Establishing new festival brands such as New Horizons, which is promoted by Alda Events in a JV with Eventim’s Medusa Music Group, and relaunching existing formats caused start-up losses of around €10 million ($12.3 million), leading to a four-percent drop of the normalized EBIDTA in the live entertainment segment to €26.1 million ($32 million).
Ticketing remains the most dynamic growth segment for CTS Eventim, with revenues increasing by 5.9 percent to €418.8 million ($514.5 million), and normalized EBITDA climbing 6.8 percent to €178.6 million ($219 million).
The company sold 48.9 million tickets through its digital and mobile sales channels in 2017, which marks an increase of 11.9 percent. It attributes this growth to its core markets in Europe as well as new operations in Brazil and Scandinavia. Eventim owns Venuepoint, one of Scandinavia’s most used ticket agencies, in a JV with Nordisk Film. What is more, FKP Scorpio expanded into Norway by founding a new company with Oslo-based promoter Goldstar AS.
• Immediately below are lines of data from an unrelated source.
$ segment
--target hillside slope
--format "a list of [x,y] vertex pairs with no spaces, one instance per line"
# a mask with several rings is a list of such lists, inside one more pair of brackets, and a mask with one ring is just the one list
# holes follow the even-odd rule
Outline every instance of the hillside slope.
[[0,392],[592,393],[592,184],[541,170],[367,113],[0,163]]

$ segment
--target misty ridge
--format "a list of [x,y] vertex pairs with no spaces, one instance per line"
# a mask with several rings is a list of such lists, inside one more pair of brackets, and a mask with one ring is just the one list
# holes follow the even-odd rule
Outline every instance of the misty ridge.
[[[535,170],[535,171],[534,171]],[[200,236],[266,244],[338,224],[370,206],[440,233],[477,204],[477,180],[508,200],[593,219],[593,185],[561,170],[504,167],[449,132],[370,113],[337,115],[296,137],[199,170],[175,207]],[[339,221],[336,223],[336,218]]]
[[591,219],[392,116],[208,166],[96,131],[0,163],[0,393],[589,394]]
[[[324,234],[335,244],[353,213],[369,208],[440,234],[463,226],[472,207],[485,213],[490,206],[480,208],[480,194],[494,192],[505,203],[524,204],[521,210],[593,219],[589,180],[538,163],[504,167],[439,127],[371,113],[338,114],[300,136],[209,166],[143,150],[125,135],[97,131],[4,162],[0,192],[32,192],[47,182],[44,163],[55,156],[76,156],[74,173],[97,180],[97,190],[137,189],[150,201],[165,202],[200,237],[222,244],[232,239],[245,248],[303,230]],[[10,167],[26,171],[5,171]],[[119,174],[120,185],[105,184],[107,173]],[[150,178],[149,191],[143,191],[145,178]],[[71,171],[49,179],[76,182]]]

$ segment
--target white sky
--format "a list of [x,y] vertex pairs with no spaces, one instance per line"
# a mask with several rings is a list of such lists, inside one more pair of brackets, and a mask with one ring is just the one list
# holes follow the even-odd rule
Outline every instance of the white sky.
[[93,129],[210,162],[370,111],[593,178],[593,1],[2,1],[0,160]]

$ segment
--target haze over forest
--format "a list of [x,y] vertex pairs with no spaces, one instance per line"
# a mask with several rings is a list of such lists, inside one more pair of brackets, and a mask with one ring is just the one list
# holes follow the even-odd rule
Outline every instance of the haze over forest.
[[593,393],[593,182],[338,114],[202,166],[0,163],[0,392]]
Adding all systems operated by CTS Eventim, more than 250 million tickets were sold, including 100 million cinema tickets and 150 million tickets for more than 240,000 live events of all kinds.
– CTS Eventim
CEO Klaus-Peter Schulenberg
CTS Eventim’s CEO Klaus-Peter Schulenberg said, “CTS Eventim generated more than a billion Euro in revenues in 2017, for the first time ever. We are absolutely delighted that this record is accompanied by a whole string of other positive developments. These include the growth of our online operations, our international expansion and the creation of new event formats like the ‘New Horizons’ festival, for example.”
Earlier this year, CTS Eventim’s shares reached their highest value since the company went public in 2000. At their height on Friday, Jan. 26, Eventim shares were worth almost €42 ($52), evaluating the entire company at more than €4 billion ($5 billion). Also in January, the company launched its fan-to-fan ticket resale offer, called Fansale, in the UK.
Speaking to Germany’s Handelsblatt last year, Schulenberg said: “To be honest, I consider this black market to be an unspeakable development. If I had my way, the one showing up first at the box office – online or at the counter – should get the best ticket.” He said, Eventim was doing “everything humanly possible” to curb the practice. “We’re fighting bots and have a dedicated department that scans all orders to detect salience.”
Eventim’s Italian ticketing operation TicketOne just received a court verdict attesting that the company was doing everything in its power to curb the commercial reselling of tickets.
In Germany, CTS Eventim seems to have peaked: in November, the country’s anti-trust authority denied a merger with Four Artists, a month later it concluded that some of Eventim’s contract clauses constituted an “abuse of market power under competition law,” demanding that CTS Eventim amend its contracts within four months.